Emmanuel Gutton, Director of legal and tax, Alfi
Maren Stadler, Funds partner, Clifford Chance
Claude Niedner, Partner and chairman, Arendt & Medernach
Diana Dumitru, Director, client services – private equity, Vistra
Jeremy Albrecht, Managing director, head of continental Europe, UK and Ireland, client coverage, RBC Investor & Treasury Services
Nicolas Xanthopoulos, Partner, advisory and consulting group, Deloitte Luxembourg
Funds Europe – What exactly is the difference between a fund board and the board of a management company (ManCo)? What are the responsibilities of each and how do they fit together?
Luxembourg, like other fund jurisdictions, has seen intense scrutiny on fund governance in recent years. Fund boards – often staffed by representatives from the fund management companies that promote the funds – are more likely nowadays to have members who are independent.
But this scrutiny has also extended to management companies. Commonly known as ManCos, these are the legal entities that take responsibility for the management of a fund – the fund management in a broader sense than just that of portfolio management. There has been an explosion in third-party – or “outsourced” – ManCos to specialist providers, including fund administration firms.

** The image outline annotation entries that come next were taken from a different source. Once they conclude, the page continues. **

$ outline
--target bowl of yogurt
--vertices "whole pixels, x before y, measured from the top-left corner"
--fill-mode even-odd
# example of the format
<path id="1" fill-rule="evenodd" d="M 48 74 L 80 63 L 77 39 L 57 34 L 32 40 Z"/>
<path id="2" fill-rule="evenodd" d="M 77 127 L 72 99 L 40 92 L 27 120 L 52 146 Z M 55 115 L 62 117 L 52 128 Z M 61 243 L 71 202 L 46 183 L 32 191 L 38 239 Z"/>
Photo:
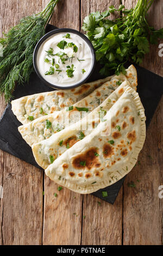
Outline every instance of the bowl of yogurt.
<path id="1" fill-rule="evenodd" d="M 35 47 L 35 70 L 45 84 L 58 89 L 79 86 L 91 75 L 96 56 L 91 42 L 83 34 L 70 28 L 46 34 Z"/>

So, how do the governance duties of a ManCo and fund board differ?
The board of the ManCo is responsible for ensuring that proper fund administration and marketing of a Ucits and/or alternative investment fund (AIF) takes place. The monitoring of portfolio risk management is also within their sphere, said Diana Dumitru, director, client services – private equity, at specialist administrator Vistra.

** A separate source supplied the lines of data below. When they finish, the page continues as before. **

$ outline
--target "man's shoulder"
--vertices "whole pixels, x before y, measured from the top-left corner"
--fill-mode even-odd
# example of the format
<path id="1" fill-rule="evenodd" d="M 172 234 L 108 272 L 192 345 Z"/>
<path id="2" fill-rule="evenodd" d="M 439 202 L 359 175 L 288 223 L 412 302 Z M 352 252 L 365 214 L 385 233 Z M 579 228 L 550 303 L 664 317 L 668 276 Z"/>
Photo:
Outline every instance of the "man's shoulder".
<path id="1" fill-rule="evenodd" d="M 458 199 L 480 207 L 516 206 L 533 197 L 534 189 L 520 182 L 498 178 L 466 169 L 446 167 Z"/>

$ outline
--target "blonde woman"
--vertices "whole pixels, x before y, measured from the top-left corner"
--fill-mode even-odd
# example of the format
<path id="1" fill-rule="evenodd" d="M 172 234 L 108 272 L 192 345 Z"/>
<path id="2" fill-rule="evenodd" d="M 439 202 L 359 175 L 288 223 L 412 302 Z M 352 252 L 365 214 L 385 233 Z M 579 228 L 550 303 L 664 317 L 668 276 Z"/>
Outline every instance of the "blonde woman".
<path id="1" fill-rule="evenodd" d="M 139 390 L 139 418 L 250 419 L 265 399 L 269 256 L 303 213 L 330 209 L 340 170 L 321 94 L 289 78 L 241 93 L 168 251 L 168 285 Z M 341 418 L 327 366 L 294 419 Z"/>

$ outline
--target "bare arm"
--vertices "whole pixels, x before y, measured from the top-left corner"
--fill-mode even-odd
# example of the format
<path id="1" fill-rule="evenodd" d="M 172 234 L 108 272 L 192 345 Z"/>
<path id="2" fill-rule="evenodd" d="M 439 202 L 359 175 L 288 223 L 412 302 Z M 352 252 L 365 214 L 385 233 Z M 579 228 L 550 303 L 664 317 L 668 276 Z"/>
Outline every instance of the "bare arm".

Governance by the fund board, on the other hand, centres mainly on ensuring fund operations remain in line with a fund’s investment strategy, she said.

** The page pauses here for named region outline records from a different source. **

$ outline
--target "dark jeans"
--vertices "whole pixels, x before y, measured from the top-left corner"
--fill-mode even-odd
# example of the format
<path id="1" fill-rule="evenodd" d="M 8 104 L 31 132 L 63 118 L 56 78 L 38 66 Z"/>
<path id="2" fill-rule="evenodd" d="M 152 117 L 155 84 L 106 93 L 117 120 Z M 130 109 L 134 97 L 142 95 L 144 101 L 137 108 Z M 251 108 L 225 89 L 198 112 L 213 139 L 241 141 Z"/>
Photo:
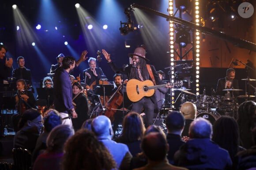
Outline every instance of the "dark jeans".
<path id="1" fill-rule="evenodd" d="M 140 101 L 135 102 L 132 105 L 132 111 L 140 114 L 142 109 L 144 108 L 144 113 L 146 114 L 146 119 L 144 119 L 144 123 L 146 127 L 153 124 L 154 110 L 154 105 L 150 98 L 144 97 Z"/>

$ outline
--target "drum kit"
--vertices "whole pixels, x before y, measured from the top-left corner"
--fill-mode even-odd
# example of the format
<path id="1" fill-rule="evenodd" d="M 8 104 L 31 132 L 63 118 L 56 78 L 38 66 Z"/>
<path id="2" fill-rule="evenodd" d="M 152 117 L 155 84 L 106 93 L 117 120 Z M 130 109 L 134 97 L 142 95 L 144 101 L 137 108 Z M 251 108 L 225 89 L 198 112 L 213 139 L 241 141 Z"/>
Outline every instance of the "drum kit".
<path id="1" fill-rule="evenodd" d="M 248 79 L 241 79 L 242 80 L 248 81 Z M 249 79 L 249 81 L 256 81 L 254 79 Z M 213 125 L 215 121 L 222 116 L 229 116 L 236 119 L 237 118 L 237 111 L 238 108 L 238 104 L 237 98 L 233 97 L 231 100 L 225 100 L 224 96 L 213 95 L 210 96 L 204 94 L 196 95 L 191 93 L 188 90 L 190 89 L 174 89 L 174 90 L 181 92 L 181 105 L 185 101 L 190 101 L 194 103 L 197 107 L 197 115 L 196 118 L 203 117 L 208 119 Z M 230 93 L 235 91 L 242 90 L 241 89 L 234 88 L 224 89 L 223 91 L 230 91 Z M 246 94 L 246 92 L 245 94 Z M 184 97 L 186 94 L 192 95 L 195 96 L 194 99 L 184 100 Z M 250 98 L 255 98 L 255 96 L 248 94 L 237 96 L 237 98 L 242 98 L 245 100 Z"/>

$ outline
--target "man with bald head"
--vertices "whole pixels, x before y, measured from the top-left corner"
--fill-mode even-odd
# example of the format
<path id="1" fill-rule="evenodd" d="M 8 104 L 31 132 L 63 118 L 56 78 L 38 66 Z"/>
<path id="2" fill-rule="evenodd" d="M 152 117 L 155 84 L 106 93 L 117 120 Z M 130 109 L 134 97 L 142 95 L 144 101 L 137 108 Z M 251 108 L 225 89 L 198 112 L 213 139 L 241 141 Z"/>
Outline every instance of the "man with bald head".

“In other words, it is running the oversight of the fund calculation and performance, and compliance with the investment strategy,” Dumitru added.
Jeremy Albrecht, head of continental Europe, UK and Ireland, client coverage, at RBC Investor & Treasury Services, pointed out that the fund board looks to defend the best interests of a fund’s investors – adding that a responsibility of the fund board is to ensure that the ManCo is performing its duties properly.
“The beauty of the model is that all actors provide oversight of each other,” he said.
The fund appoints a management company to take care of all operational and regulatory aspects of a fund, said Claude Niedner, partner and chairman at law firm Arendt & Medernach. A ManCo needs to have substance, to support the main objective of the fund board – which is to protect the interests of the fund investors.
He added that the management company, however, is a service provider to the fund and that the board of directors of the management company is acting in the best interest of the management company.
“Fund board members can be confronted in court for actions initiated by any party involved in the fund.”
Emmanuel Gutton, director of legal and tax at the Luxembourg funds industry association (Alfi), mentioned that a key element is that the management company is appointed by the fund. The board of the management company has to ensure that the management company can accomplish its duties towards the fund on the basis of contractual arrangements. He also said that the fund board is ultimately responsible for any issues towards the investors in the fund.
Nicolas Xanthopoulos, partner, advisory and consulting group, Deloitte Luxembourg, explained that the fund board appoints the ManCo to execute the day-to-day activities. “The fund board is not carrying out the daily activities; rather, they ensure that the ManCo operates the different delegated activities as agreed.”
The fund board remains the main responsible body, he added. “Fund board members can be confronted in court for actions initiated by any party involved in the fund.”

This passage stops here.